The United Nations Human Rights Council
endorsed a commission report, headed by South African jurist Richard Goldstone, stating that Israel and Hamas committed war crimes during the conflict in Gaza last winter. The council is trying to motivate both sides to conduct internal investigations, under the threat that the UN Security Council and International Court would take action should they not do so. The United States, which, along with Israel, has criticized the report as
unfair to Israel, would probably veto the Security Council step.

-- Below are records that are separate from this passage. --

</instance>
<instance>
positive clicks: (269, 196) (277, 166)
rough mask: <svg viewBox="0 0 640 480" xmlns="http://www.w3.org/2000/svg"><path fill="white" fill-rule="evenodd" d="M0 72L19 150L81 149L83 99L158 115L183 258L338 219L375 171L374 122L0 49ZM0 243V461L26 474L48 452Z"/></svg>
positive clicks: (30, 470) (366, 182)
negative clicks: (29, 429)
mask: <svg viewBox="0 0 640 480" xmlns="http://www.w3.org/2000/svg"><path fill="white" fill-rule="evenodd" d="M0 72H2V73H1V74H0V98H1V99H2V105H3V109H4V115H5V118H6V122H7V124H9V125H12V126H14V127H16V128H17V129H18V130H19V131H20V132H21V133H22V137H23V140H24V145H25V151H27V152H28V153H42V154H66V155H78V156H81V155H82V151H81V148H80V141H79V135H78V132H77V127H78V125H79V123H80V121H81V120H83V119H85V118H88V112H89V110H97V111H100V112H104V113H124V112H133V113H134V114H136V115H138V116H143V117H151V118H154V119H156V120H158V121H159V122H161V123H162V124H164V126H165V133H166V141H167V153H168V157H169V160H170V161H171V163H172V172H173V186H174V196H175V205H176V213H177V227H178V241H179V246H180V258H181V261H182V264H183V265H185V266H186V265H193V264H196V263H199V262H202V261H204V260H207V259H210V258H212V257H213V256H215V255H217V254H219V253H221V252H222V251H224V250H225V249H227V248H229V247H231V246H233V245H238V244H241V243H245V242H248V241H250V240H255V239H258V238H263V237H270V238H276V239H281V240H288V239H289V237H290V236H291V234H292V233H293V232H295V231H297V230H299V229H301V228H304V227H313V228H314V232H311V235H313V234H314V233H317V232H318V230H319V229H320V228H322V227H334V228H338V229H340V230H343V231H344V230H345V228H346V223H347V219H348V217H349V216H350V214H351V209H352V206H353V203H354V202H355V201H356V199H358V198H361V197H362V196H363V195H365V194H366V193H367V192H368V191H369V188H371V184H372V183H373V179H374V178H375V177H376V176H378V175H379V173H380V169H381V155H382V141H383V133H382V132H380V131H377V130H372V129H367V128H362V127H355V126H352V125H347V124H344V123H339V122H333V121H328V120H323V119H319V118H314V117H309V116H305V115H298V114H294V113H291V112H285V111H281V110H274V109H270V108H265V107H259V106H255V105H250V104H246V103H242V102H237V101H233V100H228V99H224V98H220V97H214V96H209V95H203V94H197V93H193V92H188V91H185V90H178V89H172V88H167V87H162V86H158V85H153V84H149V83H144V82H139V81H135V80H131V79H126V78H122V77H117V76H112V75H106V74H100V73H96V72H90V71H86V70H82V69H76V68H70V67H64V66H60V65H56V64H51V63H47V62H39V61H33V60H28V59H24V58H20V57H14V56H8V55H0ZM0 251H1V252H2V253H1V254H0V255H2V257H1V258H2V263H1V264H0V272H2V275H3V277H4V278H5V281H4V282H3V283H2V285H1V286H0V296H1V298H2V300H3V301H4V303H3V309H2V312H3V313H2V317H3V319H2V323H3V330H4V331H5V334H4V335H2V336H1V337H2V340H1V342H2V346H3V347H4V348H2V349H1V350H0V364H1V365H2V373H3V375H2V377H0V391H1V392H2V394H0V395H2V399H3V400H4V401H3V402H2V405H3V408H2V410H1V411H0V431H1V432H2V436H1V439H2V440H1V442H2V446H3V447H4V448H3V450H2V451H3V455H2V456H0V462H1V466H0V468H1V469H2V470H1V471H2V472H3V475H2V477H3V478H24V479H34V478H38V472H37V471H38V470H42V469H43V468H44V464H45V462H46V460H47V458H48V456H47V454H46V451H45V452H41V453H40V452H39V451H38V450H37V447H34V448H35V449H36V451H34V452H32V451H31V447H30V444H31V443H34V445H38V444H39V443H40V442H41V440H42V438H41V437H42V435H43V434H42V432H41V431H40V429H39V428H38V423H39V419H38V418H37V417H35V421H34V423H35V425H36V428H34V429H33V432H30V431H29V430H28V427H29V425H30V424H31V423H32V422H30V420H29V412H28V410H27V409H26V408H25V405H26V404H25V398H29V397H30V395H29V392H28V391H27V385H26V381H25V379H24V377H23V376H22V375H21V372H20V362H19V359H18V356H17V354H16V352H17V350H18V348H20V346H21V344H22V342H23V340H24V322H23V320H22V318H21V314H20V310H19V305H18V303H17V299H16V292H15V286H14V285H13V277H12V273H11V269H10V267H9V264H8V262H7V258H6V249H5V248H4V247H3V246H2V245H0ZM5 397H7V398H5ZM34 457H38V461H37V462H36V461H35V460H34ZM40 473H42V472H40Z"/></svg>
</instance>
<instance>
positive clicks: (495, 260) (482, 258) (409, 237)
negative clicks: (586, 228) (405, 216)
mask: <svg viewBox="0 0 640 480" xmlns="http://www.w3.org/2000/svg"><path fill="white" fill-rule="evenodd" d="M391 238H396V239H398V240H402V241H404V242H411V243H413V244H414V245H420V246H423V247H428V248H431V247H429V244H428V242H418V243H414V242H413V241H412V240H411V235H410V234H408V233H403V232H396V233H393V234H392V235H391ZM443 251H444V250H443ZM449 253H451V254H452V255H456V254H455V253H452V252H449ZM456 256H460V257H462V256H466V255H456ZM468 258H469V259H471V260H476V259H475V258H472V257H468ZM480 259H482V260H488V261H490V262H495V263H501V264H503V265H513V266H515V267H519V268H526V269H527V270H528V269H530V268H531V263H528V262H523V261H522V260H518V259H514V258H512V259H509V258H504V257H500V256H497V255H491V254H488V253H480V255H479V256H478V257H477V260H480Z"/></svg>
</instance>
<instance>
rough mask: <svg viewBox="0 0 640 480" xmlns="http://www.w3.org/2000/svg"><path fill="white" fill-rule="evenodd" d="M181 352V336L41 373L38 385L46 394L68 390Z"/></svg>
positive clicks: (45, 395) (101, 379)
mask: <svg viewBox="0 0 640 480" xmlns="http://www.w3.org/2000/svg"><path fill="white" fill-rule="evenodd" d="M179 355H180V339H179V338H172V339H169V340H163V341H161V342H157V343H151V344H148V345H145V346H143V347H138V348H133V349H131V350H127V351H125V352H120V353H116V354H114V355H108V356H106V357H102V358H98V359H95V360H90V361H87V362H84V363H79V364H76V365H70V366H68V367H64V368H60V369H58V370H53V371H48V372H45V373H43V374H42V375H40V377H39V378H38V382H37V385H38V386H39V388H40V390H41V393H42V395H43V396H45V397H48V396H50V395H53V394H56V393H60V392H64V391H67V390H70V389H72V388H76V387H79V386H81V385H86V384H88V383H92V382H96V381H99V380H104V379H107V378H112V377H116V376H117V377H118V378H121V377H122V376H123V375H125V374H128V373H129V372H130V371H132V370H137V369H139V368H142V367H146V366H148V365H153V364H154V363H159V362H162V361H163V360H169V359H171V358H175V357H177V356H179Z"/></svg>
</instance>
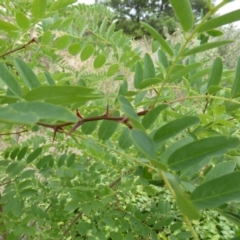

Writing in the Israeli newspaper
Haaretz, Bradley Burston (above), addressed its shortcomings and strengths:
It's a tough slog, the hundreds of pages of the UN-sponsored report on allegations of war crimes in Gaza. The material is infuriating at times, the content inconsistent, the methodology slapdash. But for anyone who cares about the future of this place, and for anyone who has paid close attention to the hyperbole and factual errors of Israeli leaders in condemning it, the read is more than worthwhile - if only for the key element of its surprise ending: A marked degree of fairness.
It does not question the right of Israel - or, for that matter, the Palestinians - to self-defense, but it accuses both sides of having resorted to war crimes in the course of, or in the name of, defending themselves. The inquiry breaks new ground for the UN, and breaks sharply from its original mandate, in addressing Palestinian attacks against Israeli civilians.
The UN resolution criticized Israel for not cooperating with the commission, a point to which Burston agrees:
Israel's decision not to cooperate with the Goldstone Mission, and, in many respects, to actively hamper its work, was calamitous. In revealing correspondence pointedly reproduced in the report, Justice Goldstone all but gets down on hands and knees to beg Israel to allow it to balance the report with on-site visits to rocket-torn Sderot, extensive direct testimony from victims of Qassam attacks, and first-person accounts and explanations of soldiers accused of violations of international law. Israel says no. Benjamin Netanyahu won't even go so far as to answer Goldstone's letter.
Now the report is out, alive and ticking, and Israel - in its desperation to deflect the monster, no matter the consequences - has already managed to hand it as a stick to Hamas, to beat and perhaps eventually defeat Fatah, Mahmoud Abbas, and the Palestinian Authority.
Produced under unrealistic constraints of time and evidence, the report is easy to critique but impossible to ignore. Befitting its subject matter, it is zealous, suspicious, and bleak, asking tough questions which both sides should long ago have asked themselves.
It is difficult indeed to imagine how Israel helped itself by not allowing the commission to visit Sderot, for example, and present its case regarding citizens who had been terrorized for years by Hamas rocket fire. Burston recommends that Israel conduct its own probe:
The bottom line, for Israelis, is simply this: Israel desperately needs a respected commission of inquiry of its own, to probe precisely the charges leveled by the Goldstone Mission. Israel owes its own citizens no less. It needs this, first and foremost, for the sake of its own future, and for the moral standards that it has explicitly set for itself. In fact, this is what Justice Goldstone is recommending that Israel do, specifically to avoid a summons to the Hague.